An interesting article by Stuart Derrick from marketingmagazine.co.uk delves into the future of brand websites VS social network brand pages.
“Bacardi’s decision to move away from campaign websites to focus its digital strategy on social networks (Marketing, 26 January) may seem bold. However, it poses a question to all marketers: do expensive brand websites have a role in the age of social media?
Faced with declining numbers of visitors to its brand sites – according to comScore, Bacardi’s unique visitor numbers fell 77% between 2009 and 2010 – it is understood that the company will be shifting up to 90% of its digital spend to its presence on Facebook in the next one to two years.
Branded content will be shared primarily through online communities, with dotcom sites for its brands, such as Bacardi, Bombay Sapphire and Grey Goose, pared back.
Bacardi may be one of the first companies to re-examine the role of its websites, but it will not be the last. As Ian Crocombe, planning director at digital agency AKQA, says, if some brands deleted their corporate website, it would make little difference to their level of brand recognition online.
‘Corporate sites made sense in web 1.0, when you drove traffic to landing pages with banners, and collected email addresses,’ he says. ‘Modern consumers are engaged by real-time, social digital experiences which transcend device and are powered by location.’

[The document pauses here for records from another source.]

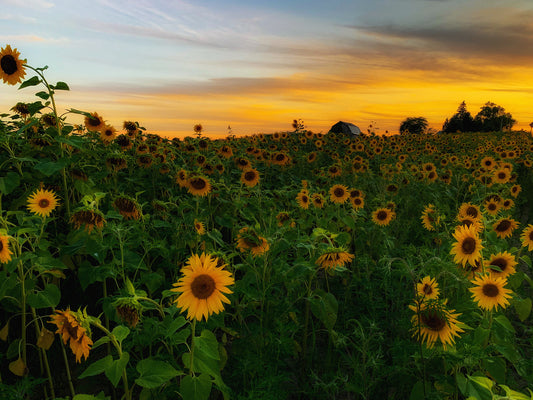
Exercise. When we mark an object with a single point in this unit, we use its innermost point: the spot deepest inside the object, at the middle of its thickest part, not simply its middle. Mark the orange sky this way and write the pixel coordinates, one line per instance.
(256, 67)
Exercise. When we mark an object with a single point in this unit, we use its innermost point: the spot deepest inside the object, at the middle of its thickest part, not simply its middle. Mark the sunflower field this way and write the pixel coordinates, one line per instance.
(293, 265)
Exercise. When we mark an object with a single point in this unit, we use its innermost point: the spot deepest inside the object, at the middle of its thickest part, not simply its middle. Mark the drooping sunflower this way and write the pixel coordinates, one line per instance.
(490, 292)
(333, 258)
(108, 134)
(432, 321)
(202, 287)
(250, 177)
(127, 207)
(339, 194)
(469, 209)
(383, 216)
(199, 227)
(504, 227)
(527, 237)
(73, 327)
(248, 239)
(467, 248)
(42, 202)
(427, 289)
(5, 252)
(302, 198)
(318, 200)
(94, 122)
(199, 185)
(89, 219)
(429, 217)
(501, 264)
(11, 66)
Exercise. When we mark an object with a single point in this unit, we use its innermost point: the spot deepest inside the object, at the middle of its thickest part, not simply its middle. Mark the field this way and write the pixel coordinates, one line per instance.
(292, 265)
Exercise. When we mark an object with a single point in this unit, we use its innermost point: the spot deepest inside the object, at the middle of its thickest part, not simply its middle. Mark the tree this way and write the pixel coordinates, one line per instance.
(461, 121)
(493, 118)
(415, 125)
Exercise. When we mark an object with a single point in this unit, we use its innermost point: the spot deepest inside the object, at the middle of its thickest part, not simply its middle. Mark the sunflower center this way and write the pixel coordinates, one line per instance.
(490, 290)
(503, 226)
(433, 321)
(249, 176)
(472, 211)
(469, 245)
(203, 286)
(44, 203)
(338, 192)
(501, 263)
(382, 215)
(198, 183)
(9, 64)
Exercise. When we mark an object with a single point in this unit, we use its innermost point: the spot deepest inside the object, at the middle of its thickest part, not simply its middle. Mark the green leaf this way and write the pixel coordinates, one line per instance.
(61, 86)
(97, 367)
(49, 168)
(114, 371)
(522, 307)
(33, 81)
(120, 332)
(325, 307)
(9, 182)
(195, 387)
(48, 297)
(154, 373)
(504, 322)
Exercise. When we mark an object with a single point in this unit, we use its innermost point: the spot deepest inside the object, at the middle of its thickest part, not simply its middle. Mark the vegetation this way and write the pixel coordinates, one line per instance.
(285, 266)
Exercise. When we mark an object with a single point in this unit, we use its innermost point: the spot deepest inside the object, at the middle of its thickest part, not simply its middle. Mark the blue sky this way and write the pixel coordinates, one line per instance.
(257, 65)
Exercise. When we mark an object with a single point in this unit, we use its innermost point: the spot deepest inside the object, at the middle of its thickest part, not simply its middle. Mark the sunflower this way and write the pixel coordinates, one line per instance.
(73, 327)
(199, 185)
(527, 237)
(199, 227)
(492, 207)
(470, 209)
(108, 134)
(302, 198)
(127, 207)
(42, 202)
(383, 216)
(429, 217)
(490, 292)
(318, 200)
(5, 252)
(357, 202)
(94, 122)
(250, 177)
(468, 246)
(515, 190)
(11, 66)
(202, 287)
(333, 258)
(338, 194)
(427, 289)
(432, 321)
(501, 264)
(504, 227)
(88, 219)
(249, 240)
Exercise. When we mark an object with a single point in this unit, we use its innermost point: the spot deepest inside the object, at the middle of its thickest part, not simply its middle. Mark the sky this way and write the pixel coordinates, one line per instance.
(255, 66)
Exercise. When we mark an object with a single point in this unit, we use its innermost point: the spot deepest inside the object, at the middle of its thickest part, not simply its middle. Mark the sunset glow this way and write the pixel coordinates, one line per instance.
(256, 66)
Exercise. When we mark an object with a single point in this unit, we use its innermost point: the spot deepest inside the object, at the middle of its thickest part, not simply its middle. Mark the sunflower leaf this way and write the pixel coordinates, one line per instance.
(33, 81)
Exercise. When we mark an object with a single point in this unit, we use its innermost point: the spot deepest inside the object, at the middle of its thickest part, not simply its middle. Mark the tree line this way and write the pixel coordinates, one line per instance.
(490, 118)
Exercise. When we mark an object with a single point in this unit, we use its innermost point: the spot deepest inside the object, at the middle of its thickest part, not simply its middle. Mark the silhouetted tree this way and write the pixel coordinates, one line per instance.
(461, 121)
(416, 125)
(493, 118)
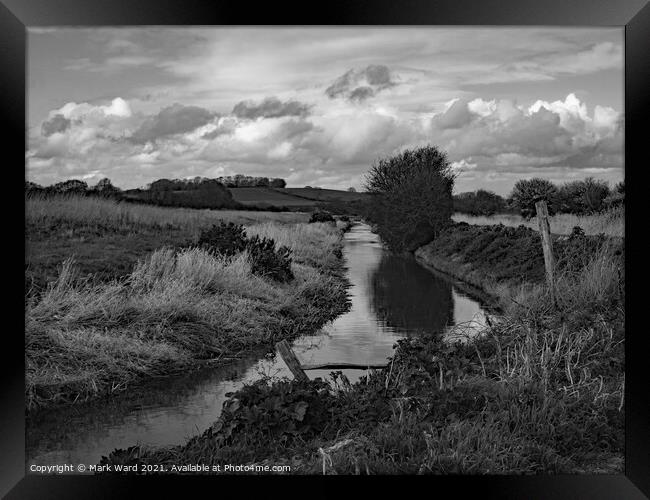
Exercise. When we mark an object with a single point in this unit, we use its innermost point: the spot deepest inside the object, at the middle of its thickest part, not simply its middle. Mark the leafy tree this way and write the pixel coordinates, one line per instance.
(480, 202)
(72, 186)
(410, 197)
(594, 194)
(527, 192)
(582, 197)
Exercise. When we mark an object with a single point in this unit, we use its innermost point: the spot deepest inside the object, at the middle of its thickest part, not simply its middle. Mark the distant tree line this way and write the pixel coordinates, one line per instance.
(192, 193)
(235, 181)
(74, 186)
(582, 197)
(410, 197)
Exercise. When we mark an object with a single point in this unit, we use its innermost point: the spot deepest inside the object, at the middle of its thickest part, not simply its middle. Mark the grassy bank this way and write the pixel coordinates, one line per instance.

Forward-thinking brands, such as Nike (an AKQA client), have already made this leap, he adds. Nike Football realigned its digital marketing two years ago and focused on delivering real-time experiences. For the 2010 World Cup, it built a platform where it could engage with 4.6m football fans and delivered exclusive content.
Honda also re-assessed the role of brand websites two years ago when it redesigned its systems architecture to centralise all sales and marketing information on one site.

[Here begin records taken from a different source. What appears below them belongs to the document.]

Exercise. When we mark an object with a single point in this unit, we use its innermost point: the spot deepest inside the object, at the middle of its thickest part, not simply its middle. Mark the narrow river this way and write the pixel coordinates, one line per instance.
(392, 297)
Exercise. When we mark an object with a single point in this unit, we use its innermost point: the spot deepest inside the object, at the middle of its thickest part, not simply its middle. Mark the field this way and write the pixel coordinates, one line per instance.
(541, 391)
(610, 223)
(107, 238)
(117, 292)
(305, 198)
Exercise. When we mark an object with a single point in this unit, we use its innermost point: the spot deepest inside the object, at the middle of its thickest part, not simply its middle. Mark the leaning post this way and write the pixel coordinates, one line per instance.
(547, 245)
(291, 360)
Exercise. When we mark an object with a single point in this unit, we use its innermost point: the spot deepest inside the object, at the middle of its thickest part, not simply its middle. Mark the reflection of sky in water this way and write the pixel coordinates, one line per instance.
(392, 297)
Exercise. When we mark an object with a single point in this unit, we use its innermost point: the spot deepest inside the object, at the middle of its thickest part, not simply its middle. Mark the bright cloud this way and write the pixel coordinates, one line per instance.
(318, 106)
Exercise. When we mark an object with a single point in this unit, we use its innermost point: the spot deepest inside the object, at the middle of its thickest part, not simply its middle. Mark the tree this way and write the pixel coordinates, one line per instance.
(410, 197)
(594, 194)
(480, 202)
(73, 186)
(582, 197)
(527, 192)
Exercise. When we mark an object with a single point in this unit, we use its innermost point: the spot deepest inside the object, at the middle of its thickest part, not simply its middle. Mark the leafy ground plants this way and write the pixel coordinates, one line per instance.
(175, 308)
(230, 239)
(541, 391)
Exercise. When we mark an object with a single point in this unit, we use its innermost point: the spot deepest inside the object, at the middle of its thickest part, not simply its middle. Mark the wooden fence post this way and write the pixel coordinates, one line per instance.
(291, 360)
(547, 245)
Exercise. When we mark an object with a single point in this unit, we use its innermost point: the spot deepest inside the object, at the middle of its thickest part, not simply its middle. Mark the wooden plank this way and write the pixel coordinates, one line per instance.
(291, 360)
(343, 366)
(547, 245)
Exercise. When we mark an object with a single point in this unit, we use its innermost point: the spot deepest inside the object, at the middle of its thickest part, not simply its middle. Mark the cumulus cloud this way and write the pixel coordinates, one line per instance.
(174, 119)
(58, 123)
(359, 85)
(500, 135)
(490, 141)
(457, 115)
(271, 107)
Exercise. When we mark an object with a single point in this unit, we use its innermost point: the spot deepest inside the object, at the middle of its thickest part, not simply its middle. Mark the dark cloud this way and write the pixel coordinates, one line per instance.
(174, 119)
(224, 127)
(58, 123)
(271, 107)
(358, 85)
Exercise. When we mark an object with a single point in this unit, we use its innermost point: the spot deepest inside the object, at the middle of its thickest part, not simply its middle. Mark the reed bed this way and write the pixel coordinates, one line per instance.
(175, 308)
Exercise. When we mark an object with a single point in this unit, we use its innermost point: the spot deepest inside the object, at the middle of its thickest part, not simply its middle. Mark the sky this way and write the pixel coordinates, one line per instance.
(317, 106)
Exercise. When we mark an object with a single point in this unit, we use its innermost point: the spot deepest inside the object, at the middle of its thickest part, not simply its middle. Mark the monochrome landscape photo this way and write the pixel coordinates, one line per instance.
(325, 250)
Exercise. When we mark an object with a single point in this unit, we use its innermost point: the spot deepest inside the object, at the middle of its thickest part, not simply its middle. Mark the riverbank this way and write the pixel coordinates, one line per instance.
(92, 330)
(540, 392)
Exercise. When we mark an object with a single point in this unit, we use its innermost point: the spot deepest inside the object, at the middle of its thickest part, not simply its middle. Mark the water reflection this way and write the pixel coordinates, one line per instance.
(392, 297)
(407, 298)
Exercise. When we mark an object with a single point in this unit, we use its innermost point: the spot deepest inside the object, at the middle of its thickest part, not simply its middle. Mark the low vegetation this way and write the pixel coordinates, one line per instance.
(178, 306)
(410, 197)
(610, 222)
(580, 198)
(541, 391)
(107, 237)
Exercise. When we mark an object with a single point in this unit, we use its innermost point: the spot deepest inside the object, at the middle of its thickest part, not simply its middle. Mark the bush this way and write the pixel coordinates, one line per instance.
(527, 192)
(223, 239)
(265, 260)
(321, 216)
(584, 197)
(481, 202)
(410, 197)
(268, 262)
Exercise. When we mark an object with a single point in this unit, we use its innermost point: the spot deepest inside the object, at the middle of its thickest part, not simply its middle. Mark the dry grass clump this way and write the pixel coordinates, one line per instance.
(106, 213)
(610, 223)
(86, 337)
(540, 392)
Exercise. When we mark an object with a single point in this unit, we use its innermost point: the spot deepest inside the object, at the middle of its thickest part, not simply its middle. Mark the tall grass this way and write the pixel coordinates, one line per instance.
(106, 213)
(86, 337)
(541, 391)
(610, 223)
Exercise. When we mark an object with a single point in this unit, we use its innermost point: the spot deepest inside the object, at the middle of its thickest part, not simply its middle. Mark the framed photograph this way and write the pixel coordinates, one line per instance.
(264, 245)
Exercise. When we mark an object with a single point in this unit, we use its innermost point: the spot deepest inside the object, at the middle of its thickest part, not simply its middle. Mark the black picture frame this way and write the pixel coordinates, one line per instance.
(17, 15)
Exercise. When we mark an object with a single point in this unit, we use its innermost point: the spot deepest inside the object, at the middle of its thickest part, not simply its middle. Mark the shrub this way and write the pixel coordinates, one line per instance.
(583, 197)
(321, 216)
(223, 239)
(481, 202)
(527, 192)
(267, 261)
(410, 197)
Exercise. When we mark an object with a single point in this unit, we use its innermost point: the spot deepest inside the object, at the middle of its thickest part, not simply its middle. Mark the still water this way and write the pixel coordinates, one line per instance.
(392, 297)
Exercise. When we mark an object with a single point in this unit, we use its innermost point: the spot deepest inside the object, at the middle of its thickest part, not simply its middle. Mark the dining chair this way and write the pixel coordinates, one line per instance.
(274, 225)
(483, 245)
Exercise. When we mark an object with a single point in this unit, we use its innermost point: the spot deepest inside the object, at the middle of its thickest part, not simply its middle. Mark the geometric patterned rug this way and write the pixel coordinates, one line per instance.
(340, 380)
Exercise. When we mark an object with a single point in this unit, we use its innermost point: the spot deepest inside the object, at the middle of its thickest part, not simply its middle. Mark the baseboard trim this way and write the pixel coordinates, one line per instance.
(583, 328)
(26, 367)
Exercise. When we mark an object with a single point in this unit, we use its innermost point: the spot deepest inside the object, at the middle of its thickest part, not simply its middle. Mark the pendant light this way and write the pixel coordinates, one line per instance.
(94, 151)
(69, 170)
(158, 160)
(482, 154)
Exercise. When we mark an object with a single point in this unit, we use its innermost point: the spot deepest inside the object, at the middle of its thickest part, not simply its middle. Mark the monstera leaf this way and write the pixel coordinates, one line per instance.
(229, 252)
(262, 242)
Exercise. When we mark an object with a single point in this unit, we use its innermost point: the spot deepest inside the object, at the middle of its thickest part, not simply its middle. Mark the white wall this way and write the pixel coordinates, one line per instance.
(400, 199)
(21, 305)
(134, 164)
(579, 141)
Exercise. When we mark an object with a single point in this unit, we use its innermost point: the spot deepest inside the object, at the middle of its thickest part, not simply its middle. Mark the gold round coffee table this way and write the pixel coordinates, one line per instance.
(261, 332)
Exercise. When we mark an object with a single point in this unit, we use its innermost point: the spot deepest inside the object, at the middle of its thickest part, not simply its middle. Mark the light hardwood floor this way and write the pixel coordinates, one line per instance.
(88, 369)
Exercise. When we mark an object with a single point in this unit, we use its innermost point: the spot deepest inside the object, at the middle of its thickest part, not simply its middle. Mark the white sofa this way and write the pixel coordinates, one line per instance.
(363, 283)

Ian Armstrong, Honda manager for European communications, says: ‘Traditionally, each new campaign had a microsite with relevant content. You end up replicating some level of functionality. The opportunity was to construct content in a way that’s more modular and shareable across multiple platforms.’

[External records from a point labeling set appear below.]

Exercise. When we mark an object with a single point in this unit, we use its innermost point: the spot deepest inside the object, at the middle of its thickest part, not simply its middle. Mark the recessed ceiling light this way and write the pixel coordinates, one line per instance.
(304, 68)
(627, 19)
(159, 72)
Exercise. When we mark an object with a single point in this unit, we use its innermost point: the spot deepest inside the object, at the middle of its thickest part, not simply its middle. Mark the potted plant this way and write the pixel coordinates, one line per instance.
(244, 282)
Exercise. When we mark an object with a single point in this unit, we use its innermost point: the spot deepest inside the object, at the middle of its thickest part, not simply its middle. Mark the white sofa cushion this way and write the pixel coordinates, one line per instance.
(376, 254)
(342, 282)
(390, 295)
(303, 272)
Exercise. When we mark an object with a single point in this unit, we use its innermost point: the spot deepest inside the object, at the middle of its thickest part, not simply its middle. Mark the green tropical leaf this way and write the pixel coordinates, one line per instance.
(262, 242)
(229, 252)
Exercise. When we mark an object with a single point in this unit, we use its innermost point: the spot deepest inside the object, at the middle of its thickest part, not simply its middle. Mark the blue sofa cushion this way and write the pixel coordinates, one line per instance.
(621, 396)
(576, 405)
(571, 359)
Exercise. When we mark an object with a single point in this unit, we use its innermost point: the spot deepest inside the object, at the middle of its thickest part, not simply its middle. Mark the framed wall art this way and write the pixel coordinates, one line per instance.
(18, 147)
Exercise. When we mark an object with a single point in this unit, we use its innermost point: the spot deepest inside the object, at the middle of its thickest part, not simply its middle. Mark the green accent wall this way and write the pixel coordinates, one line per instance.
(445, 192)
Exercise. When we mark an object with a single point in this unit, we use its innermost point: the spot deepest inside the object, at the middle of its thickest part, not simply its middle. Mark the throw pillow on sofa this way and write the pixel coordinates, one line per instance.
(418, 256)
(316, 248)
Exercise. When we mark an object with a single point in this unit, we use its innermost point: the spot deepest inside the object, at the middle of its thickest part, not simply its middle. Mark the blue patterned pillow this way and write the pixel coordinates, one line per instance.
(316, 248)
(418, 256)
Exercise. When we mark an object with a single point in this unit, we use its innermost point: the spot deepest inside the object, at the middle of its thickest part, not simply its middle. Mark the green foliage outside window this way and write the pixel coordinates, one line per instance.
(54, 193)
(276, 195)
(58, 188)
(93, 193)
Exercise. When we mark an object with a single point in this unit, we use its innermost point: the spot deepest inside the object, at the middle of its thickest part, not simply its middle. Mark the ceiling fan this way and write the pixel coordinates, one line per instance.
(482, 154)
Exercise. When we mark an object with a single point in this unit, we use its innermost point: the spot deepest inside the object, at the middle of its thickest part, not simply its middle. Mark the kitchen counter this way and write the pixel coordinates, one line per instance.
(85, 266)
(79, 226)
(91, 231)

Given the nature of car purchases, information-rich websites will remain vital. People want a place where they can come where the content is trusted, says Armstrong.”
But going social could be dangerous for a brand…
“As a warning of the risks that exist in the push toward social media, Hodge cites the example of confectionery brand Skittles, which decided to scrap its website in 2009 and replace it with a page that aggregated social-media mentions. It backfired when people realised they could post abusive material.
The brand reconfigured its approach, but has maintained a social element, encouraging users to submit images and video.’”
Of course social media are changing life, behaviours and branding/communication rules, but the real question is: “Is social media suitable for all brands?”
I think there is a concrete risk for brands, using all the same digital platforms, to be ruled by the digital media.
Each brand should firstly set up a brand strategy (brand values, target) and then implement it by choosing specific digital media, unique tone of voice and approach.
Going on Facebook couldn’t be the Solution to every brands needs.
Branding must lead the digital approach not just design pre-selected media.